Le chagrin me paraît une incommode chose ;
Je n'en prends point pour moi sans bonne et juste cause,
Et même à mes yeux cent sujets d'en avoir
S'offrent le plus souvent, que je ne veux pas voir."
Dépit amoureux, I, 1 (v. 61-68)

Cette attitude est conforme à celle que prône La Mothe le Vayer dans La Prose chagrine (1661) (1) et dans le "petit traité" "Des adversités" (Opuscules ou petits traités (1643) (2).

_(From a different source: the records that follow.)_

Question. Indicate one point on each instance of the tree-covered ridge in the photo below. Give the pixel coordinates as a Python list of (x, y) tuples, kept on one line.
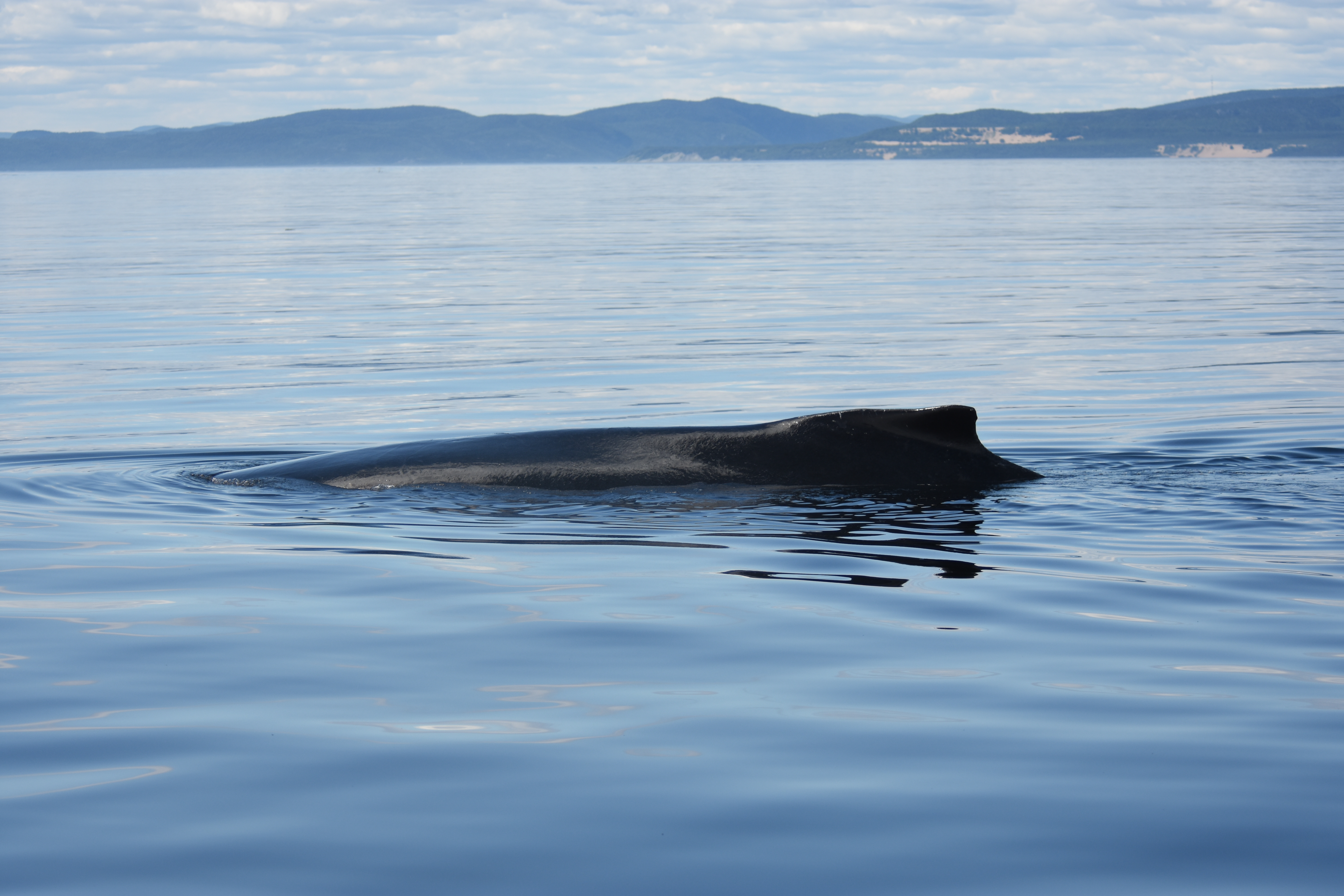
[(429, 135), (1247, 124)]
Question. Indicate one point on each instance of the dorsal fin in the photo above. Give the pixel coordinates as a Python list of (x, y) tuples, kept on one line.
[(948, 425)]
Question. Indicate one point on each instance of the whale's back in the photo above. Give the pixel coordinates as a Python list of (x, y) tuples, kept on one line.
[(865, 447)]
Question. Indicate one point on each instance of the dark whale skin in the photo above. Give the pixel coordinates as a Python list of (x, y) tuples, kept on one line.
[(933, 447)]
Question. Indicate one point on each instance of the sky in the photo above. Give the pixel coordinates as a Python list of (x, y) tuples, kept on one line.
[(95, 65)]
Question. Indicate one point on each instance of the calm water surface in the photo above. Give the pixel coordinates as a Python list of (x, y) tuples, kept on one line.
[(1126, 678)]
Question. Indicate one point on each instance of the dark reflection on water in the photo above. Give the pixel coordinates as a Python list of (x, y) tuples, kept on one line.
[(1123, 679)]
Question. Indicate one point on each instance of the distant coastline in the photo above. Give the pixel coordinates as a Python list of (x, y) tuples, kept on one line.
[(1251, 124)]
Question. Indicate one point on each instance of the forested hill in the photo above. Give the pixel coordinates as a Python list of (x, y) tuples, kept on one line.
[(429, 135), (1251, 124), (1248, 124)]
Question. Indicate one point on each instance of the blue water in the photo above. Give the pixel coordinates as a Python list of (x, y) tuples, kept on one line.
[(1127, 678)]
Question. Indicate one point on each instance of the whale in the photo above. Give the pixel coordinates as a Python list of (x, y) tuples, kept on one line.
[(931, 447)]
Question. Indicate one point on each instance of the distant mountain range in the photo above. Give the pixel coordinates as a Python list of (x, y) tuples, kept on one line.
[(432, 136), (1249, 124), (1245, 124)]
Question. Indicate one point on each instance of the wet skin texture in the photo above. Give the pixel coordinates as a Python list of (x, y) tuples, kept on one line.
[(935, 447)]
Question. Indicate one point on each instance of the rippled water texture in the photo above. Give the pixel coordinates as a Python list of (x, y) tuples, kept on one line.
[(1127, 678)]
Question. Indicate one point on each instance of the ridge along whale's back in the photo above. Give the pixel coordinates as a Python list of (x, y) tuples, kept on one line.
[(935, 447)]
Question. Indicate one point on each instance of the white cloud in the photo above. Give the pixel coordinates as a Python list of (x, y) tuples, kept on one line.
[(77, 65)]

Voir aussi "de moi si mortel ennemi" et "ne donnez point tant à votre imagination".


(1)

Tant il se trouve vrai que l’homme est la mesure de toute chose qui deviennent telles qu’il se les représente ; et tant il est constant que nos biens et nos maux croissent ou multiplient selon notre constitution intérieure, et selon que nous voulons les considérer. En effet ils ne sont presque rien d’eux-mêmes […].
(p. 338)

si les chagrins de la vie sont des maladies chroniques et inévitables tout ensemble, pourquoi les augmenterons-nous par une recherche trop exacte, et pourquoi ne ferons-nous pas plutôt réflexion sur nous-mêmes, sans irriter personne inutilement, pour tirer quelque profit de notre chagrin, si nous pouvons nous corriger de tant d’erreurs et de tant de mauvaises habitudes que nous y remarquerons ?
(p. 340)

mais puisque ces mêmes malheurs ne se peuvent éviter, étant si fort attachés que nous le disons à la condition de notre vie, pourquoi les augmenterons-nous par notre impatience et par un chagrin déraisonnable, puisque Démocrite et assez d'autres les ont notablement diminués en se riant de notre faiblesse et en s'accommodant doucement à tout ce qu'ils ne pouvaient éviter ?
(p. 372)

--

(2)

Et en effet on ne souffrirait que ce qui est déterminé par le présent, si notre imagination ne nous faisait appréhender tout ce qui est contingent ou possible, d'où naissent des soucis sans nombre, et des douleurs d'esprit infinies.